Training a MT system requires large amounts of high-quality parallel corpora. Scraping the Internet can provide more parallel corpora to train an MT system but web-scraped data might actually reduce the quality of the MT system if the scraped parallel corpora was generated by Machine Translation. Therefore, to train a MT system with web-scraped data, one must first sift through the web-scraped data to remove parallel sentences generated by Machine Translation. This paper discusses how to build a classifier to detect whether aligned English-Hebrew sentences in a parallel corpus was generated by Machine Translation or a human translator. It is our intuition that removing individual aligned sentences from web-scraped parallel corpora as opposed to removing entire aligned documents from the training data will improve the quality of an MT system.
Like most Machine Learning tasks, building a high-quality Machine Translation system requires a large amount of data. In Machine Translation, the training data typically is represented as a parallel corpus where the text in the second language is generated by translating the original document. Since Machine Translation tries to replicate human translation, a parallel corpus generated by human translators is viewed as the “gold standard”. Therefore, the parallel corpora that a MT system learns from should be translated by hand, or at least be deemed an acceptable translation by a human fluent in both the original and translated languages. Otherwise, if a MT system learns from parallel corpus generated by another MT system, for example Google Translate, the MT system will not learn how to translate correctly, but instead, will learn to mimic Google Translate.
Before it was even technically possible, many people hoped that the Internet would become a valuable source of parallel corpora. In 2003, Resnick and Smith lamented that parallel corpora “are not readily available in the necessary quantities”1.
Since then, recent works have taken advantage of the proliferation of data on the Internet. As many websites offer the same content in more than one language, crawling the Internet in order to massively increase the amount of data that MT systems can learn from is common. While such approaches would generally be applauded by data scientists and the broad Machine Learning community for increasing the amount of training data, in Machine Translation, scraping the web introduces a major source of sub-optimal data.
Parallel corpora scraped from the web are not guaranteed to be high-quality data as it has become increasingly easy and inexpensive to translate websites into many languages. For example, Google offers a free tool called “Website Translator” 2 that offers the ability to “add the power of Google Translate’s automatic translations to [a] website” for free. This tool allows a website to be translated into over 90 languages!
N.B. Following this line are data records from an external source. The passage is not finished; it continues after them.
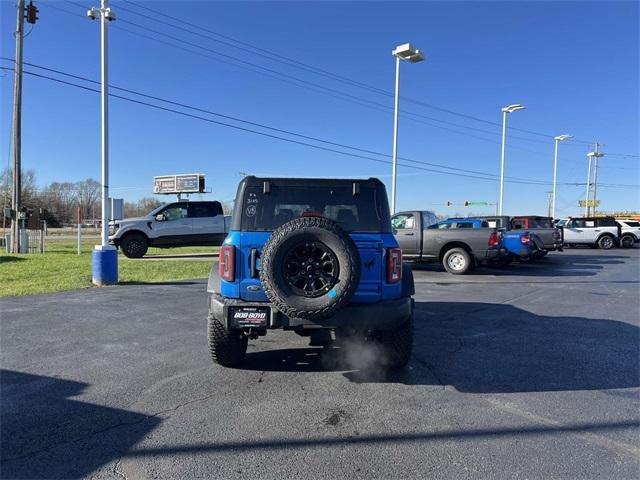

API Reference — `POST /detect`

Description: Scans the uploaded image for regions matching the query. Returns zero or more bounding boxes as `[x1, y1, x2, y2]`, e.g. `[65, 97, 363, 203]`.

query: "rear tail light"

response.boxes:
[218, 245, 236, 282]
[489, 232, 500, 247]
[387, 248, 402, 283]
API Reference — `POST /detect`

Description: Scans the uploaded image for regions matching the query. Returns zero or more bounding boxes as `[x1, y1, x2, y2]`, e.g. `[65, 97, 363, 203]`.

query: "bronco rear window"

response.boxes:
[242, 185, 387, 232]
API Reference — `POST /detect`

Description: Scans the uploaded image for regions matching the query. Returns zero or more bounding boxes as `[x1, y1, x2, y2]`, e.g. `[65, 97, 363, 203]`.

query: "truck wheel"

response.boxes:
[620, 235, 636, 248]
[120, 233, 149, 258]
[260, 217, 360, 320]
[598, 235, 616, 250]
[207, 314, 248, 367]
[442, 248, 472, 275]
[379, 314, 413, 368]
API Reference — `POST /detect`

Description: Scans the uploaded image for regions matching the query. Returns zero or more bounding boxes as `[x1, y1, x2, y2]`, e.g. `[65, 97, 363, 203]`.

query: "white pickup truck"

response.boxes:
[616, 218, 640, 248]
[109, 201, 231, 258]
[558, 217, 621, 250]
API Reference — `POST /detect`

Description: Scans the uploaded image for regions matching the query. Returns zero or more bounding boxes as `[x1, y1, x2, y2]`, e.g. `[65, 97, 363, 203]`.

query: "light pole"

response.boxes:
[585, 148, 604, 217]
[87, 0, 118, 285]
[391, 43, 424, 215]
[498, 103, 527, 215]
[551, 134, 573, 218]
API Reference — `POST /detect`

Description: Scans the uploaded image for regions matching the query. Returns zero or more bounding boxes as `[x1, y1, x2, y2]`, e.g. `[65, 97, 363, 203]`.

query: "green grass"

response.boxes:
[0, 240, 217, 297]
Therefore, an MT system must only be trained on parallel corpora obtained by crawling the web that have been designated as being generated by human translators.
The need to clean web scraped parallel corpora has been apparent for over the past half decade. (Tsvetkov et. al. 2010) used a dictionary-based algorithm to extract parallel document pairs containing manually translated texts with a remarkable precision of 100%. Their approach is language agnostic but they applied it to Hebrew-English document pairs. More recently, (Rarrick et. al. 2012) showed that cleaning web scraped parallel corpora with a classifier can improve MT systems, specifically and drastically for lower density languages. Their approach was also language agnostic and the lower density language pairs they were concerned with were English-Latvian and English-Romanian.
The majority of these and other works deal with classifying parallel corpora as the product of Human Translation or Machine Translation on an document level. Since many documents are translated by humans with the aid of machine translation, there can still be useful and high quality translations in a parallel document pair where the majority of sentences have been translated by a machine3. The previous works would throw the baby out with the bath water4 as they would remove the entire document pair from the training data instead of extracting “high-quality” parallel sentences from the document pair. Therefore, this paper will classify each parallel sentence pair as Human or Machine Translation. Due to the limited scope of this project, we will not test the intuition that retaining “high-quality” parallel sentence pairs from “low-quality” parallel document pairs will improve MT systems5.
Therefore, we have created a classifier to detect whether aligned sentences in parallel corpora have been generated by MT or human translators. For the scope of this project, we will deal only with English-Hebrew parallel corpora and English-Spanish parallel corpus and will have one classifier for each pair. This way, we ignore issues of language detection and can build a classifier for a specific language pair . Our baseline for the English-Hebrew classifier is 50 percent accuracy. (Tsvetkov 2010) had a precision of 100% but they scraped the web for 3 months and used specific thresholds to optimize for precision over recall or accuracy.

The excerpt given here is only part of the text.